Ironically, under Saddam Hussein, if this reporter, or any other Iraqi, had committed this type of offense, he would have probably spent the first 48 hours of his captivity enduring some of the most unimaginable torture (real physical torture not Guantanamo discomfort), been decapitated or slaughtered as my Iraqi friends described it, and may have had his corpse just disappear. If his family were lucky they would have found his mutilated body laying in a field or street with his head resting nicely on his torso.

I realize that’s a graphic trip down memory lane, but that’s the sad reality of life under Saddam, and sadly, that history is sometimes forgotten.

But try as they may, those who hate Bush and the Iraq war won’t make all of us forget what life was like under Saddam and what it’s like now. They aren’t Houdini and can’t make the truthful annals of history disappear. Iraq, the middle-East and the world are much better off without that demon.

Don’t forget that freedom of the press did not exist under Saddam. Only the state run and controlled media was allowed.

Lost in this story are the thousands and thousands of grateful Iraqi’s who no longer have to live in fear or oppression simply because of their ethnicity or religion.

We won’t forget Saddam’s use of chemical weapons on whole cities of Kurds which killed thousands, or the Kurds who were forced out of their homes and relocated to squalid refugee camps.

We won’t forget the Shiites who were oppressed, abused, and killed by the thousands. Four years of recovering Shiite remains from mass graves should be burned into the collective memory of the world, but sadly some have already forgotten. I won’t forget. I still have the pictures.

I won’t forget my impression of how terrible life under Saddam must have been talking to one of our interpreters. He was Shia. His punishment for being Shia and unwillingly serving in the army was having every other tooth tortuously pulled from his mouth.

I won’t forget my impression of how terrible life under Saddam must have been the first time we tried to detain someone for questioning. The women of his family screamed, wailed, pulled out their own hair, and beat themselves in the face with rocks. Their paradigm was that when someone was detained under Saddam, they were never seen or heard from again.

We won’t forget that Saddam Hussein used to jail children for years and years as the means to force their fathers into military service.

We won’t forget about all the rape rooms and torture chambers filled with electrocution beds, meat hooks, and blood covered floors and walls.

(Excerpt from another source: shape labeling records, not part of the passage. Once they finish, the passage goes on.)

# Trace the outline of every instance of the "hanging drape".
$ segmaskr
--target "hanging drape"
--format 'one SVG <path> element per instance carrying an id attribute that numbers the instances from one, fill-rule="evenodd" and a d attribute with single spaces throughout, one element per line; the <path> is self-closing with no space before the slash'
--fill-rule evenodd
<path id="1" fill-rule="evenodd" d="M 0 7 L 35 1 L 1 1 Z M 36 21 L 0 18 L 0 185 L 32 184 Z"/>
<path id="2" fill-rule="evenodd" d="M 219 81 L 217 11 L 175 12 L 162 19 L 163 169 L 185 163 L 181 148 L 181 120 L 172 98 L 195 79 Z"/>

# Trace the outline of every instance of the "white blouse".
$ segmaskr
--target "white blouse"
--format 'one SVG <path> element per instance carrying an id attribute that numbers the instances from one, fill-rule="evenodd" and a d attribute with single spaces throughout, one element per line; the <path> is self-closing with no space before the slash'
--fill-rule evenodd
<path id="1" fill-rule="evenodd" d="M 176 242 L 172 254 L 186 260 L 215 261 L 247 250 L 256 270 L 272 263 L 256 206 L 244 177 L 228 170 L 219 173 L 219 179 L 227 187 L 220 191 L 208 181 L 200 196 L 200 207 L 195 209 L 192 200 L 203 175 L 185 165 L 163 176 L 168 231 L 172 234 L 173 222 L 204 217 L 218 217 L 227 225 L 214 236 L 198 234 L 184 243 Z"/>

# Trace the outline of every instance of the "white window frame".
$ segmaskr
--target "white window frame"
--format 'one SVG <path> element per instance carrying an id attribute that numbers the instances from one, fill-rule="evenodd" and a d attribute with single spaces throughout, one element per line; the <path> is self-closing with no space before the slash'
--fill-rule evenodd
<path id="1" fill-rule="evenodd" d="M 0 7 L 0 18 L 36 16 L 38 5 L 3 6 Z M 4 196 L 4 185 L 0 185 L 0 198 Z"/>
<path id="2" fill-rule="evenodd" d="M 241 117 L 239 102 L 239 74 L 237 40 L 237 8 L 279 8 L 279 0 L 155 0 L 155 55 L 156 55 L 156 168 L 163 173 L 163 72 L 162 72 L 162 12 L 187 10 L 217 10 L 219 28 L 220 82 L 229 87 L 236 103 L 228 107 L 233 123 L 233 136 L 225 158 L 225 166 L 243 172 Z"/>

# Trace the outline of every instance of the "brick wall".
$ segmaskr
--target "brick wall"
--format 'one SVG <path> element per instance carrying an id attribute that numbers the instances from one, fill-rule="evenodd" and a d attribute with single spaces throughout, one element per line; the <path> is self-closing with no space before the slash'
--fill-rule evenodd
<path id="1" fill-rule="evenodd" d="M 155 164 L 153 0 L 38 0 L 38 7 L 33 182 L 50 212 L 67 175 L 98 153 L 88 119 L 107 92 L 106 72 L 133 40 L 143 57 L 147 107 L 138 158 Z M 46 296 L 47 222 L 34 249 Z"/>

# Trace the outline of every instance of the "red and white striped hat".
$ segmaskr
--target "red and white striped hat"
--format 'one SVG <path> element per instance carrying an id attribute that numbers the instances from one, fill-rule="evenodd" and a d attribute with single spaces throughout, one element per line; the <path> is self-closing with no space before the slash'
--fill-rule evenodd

Think what you will of George Bush, but by him, Saddam’s reign of terror ended. Though it’s been a long, hard, costly fight, the Iraqi people now possess more freedom than they’ve had for a generation, and more freedom than almost all others in the middle-East. Their democracy is functioning. Throw shoes if you want, but freedom has come to Iraq because of George Bush, who also happens to be pretty good at ducking the insults.